First, disconnect from the internet. Pull the ethernet cable or turn off Wi-Fi. This stops any active malware from phoning home, downloading more payloads, or exfiltrating data. It also prevents reinfection during cleanup. This step is non-negotiable and it's the one most people skip.
Reboot into Safe Mode with Networking. On Windows 11: Settings → System → Recovery → Advanced startup → Restart now → Troubleshoot → Advanced options → Startup Settings → Restart → press 5. Most modern malware doesn't load its persistence mechanisms in Safe Mode, which makes it much easier to remove.
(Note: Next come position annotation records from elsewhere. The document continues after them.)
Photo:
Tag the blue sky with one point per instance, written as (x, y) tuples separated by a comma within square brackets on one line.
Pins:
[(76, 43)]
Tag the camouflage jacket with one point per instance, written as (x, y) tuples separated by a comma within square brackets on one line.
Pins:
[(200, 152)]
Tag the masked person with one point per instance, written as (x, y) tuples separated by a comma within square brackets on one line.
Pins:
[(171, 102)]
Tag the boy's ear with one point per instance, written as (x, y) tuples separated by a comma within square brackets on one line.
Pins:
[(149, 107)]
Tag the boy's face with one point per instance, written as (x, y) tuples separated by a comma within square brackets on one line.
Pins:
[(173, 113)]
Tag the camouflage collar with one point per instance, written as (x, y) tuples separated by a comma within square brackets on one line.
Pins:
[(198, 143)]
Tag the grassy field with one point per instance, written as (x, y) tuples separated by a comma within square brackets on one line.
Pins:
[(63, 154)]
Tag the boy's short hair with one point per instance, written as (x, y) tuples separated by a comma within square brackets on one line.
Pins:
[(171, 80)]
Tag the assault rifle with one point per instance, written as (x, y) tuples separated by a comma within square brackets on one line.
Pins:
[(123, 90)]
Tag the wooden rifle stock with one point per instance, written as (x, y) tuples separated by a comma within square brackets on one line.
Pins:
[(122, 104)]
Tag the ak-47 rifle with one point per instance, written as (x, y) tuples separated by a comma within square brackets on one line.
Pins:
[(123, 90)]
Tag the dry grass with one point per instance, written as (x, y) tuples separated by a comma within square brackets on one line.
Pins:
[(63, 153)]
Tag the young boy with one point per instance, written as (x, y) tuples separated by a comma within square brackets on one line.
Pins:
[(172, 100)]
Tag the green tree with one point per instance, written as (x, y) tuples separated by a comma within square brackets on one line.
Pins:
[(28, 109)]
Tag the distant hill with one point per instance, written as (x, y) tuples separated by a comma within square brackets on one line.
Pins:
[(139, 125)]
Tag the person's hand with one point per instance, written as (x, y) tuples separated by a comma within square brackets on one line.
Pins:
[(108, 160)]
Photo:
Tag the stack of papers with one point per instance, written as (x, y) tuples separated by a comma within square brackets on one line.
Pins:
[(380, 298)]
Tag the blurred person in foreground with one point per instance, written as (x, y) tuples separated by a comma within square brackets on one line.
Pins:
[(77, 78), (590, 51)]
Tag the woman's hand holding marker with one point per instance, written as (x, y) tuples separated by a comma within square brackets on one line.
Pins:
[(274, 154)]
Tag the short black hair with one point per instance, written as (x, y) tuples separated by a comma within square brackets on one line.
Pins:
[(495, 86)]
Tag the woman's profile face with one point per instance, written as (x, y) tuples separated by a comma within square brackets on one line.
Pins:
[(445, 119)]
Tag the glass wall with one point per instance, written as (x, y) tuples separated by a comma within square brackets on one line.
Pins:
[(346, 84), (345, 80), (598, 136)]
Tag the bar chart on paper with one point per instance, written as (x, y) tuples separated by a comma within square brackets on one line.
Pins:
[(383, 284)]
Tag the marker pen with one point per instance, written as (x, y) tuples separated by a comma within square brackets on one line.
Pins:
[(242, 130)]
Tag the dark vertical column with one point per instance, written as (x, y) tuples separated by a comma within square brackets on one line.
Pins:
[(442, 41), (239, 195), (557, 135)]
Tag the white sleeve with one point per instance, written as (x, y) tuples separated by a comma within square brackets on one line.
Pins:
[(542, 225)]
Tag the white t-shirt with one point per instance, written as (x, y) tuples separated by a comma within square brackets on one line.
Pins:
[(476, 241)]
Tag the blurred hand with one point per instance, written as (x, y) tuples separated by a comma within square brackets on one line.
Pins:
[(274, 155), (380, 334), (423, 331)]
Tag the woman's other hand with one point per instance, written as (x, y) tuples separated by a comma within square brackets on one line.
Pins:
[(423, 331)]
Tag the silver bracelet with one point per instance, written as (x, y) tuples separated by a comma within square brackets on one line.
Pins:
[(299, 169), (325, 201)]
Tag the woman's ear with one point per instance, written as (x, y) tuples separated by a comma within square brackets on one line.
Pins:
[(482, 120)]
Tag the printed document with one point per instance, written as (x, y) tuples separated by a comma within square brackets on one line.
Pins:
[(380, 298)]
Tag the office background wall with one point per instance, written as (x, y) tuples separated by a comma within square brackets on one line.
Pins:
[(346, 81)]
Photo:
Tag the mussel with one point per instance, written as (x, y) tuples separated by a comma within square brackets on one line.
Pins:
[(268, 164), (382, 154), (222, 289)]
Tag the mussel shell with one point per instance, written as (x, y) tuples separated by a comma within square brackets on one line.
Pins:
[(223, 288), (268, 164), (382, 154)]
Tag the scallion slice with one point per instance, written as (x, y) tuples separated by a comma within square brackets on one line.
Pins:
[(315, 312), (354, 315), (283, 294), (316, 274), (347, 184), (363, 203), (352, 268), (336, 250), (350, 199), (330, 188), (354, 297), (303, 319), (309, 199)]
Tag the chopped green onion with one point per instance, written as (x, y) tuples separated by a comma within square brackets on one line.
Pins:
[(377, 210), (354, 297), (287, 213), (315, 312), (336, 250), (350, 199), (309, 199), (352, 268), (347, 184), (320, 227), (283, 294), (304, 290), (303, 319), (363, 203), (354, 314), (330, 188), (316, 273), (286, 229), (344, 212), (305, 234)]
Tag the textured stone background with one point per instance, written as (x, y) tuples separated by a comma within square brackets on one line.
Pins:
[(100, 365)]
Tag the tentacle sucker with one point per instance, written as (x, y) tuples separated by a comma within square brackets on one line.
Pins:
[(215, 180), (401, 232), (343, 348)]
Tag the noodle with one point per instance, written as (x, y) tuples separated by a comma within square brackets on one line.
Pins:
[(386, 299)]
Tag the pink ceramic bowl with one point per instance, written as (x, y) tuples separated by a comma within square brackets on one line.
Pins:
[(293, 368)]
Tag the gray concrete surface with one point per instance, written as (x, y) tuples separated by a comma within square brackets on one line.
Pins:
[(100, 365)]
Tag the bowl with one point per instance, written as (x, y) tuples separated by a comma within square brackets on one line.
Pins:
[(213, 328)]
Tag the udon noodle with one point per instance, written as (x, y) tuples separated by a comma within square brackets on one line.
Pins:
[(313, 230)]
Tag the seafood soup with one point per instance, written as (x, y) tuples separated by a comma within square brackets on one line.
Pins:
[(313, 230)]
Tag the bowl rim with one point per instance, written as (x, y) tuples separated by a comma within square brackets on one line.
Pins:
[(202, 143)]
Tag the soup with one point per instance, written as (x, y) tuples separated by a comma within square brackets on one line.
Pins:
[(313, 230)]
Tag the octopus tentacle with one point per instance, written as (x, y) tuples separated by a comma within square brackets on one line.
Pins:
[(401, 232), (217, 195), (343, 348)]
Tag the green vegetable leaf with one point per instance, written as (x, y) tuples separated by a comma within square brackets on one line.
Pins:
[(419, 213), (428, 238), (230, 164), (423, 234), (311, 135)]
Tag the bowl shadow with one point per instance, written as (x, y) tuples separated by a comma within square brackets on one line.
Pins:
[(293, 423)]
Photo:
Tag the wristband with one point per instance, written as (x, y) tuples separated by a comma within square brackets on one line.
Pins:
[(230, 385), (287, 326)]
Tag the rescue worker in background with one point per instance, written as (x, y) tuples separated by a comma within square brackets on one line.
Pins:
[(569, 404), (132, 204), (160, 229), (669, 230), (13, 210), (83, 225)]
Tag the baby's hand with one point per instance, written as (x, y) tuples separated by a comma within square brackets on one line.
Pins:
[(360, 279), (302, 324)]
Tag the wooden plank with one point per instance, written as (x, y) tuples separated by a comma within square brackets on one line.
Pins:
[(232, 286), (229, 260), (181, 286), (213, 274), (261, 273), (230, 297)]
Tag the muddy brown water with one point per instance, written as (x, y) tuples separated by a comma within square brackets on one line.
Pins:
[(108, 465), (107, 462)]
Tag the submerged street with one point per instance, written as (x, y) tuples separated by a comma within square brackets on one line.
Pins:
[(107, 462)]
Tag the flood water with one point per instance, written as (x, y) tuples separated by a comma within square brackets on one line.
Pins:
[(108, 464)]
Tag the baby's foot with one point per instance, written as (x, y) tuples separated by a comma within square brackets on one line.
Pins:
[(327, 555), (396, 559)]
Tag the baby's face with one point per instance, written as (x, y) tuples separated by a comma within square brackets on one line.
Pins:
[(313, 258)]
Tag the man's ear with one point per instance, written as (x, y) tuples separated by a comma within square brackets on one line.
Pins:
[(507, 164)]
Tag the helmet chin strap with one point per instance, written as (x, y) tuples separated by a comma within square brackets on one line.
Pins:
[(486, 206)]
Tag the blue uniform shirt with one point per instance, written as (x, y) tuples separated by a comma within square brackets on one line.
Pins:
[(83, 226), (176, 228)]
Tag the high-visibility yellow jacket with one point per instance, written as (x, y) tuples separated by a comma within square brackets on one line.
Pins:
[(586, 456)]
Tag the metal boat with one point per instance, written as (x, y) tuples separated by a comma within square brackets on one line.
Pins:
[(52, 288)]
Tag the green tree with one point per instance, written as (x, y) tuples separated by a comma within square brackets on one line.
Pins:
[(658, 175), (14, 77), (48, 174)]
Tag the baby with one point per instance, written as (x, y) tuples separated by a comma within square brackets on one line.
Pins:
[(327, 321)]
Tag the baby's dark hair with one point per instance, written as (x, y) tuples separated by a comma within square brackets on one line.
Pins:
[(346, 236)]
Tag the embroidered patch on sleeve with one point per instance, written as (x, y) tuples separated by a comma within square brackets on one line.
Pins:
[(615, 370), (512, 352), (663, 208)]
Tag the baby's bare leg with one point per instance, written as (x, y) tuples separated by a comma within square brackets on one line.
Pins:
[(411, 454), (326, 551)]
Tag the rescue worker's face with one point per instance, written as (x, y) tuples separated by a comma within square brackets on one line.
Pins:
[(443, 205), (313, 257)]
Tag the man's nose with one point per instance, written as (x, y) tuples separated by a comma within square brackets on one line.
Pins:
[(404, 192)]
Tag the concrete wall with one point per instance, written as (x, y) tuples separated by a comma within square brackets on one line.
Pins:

Run Windows Defender Offline Scan. Open Windows Security → Virus & threat protection → Scan options → Microsoft Defender Offline scan. This reboots into a minimal environment before Windows loads, so rootkits and active processes can't hide from it. It takes about 15 minutes and is genuinely one of the most effective free scanners available.
Now run Malwarebytes Free. Download it from malwarebytes.com directly — not from a third-party site, those are often poisoned. Run a full threat scan. Malwarebytes is particularly good at catching PUPs (potentially unwanted programs), adware, and the junk that bundled installers leave behind. Quarantine everything it finds and reboot.
For browser hijackers specifically, reset your browser. In Chrome: Settings → Reset settings → Restore settings to their original defaults. Edge and Firefox have similar options. This clears out malicious extensions, modified search providers, and injected startup tabs. Then go into extensions and uninstall anything you don't recognize.
Change your passwords from a different, known-clean device. Start with email, banking, and anywhere you have payment info saved. If you reused passwords anywhere, assume those accounts are also compromised. A password manager — Bitwarden is free — prevents this problem from ever happening again.
If the machine is still behaving oddly after all of that, it's time to nuke and pave. Back up your documents to an external drive (not your files — the drive itself may be compromised; use a fresh OS to scan those files before opening them), then do a full Windows reset with the 'Remove everything' option. It's a hassle, but it's the only way to be truly sure.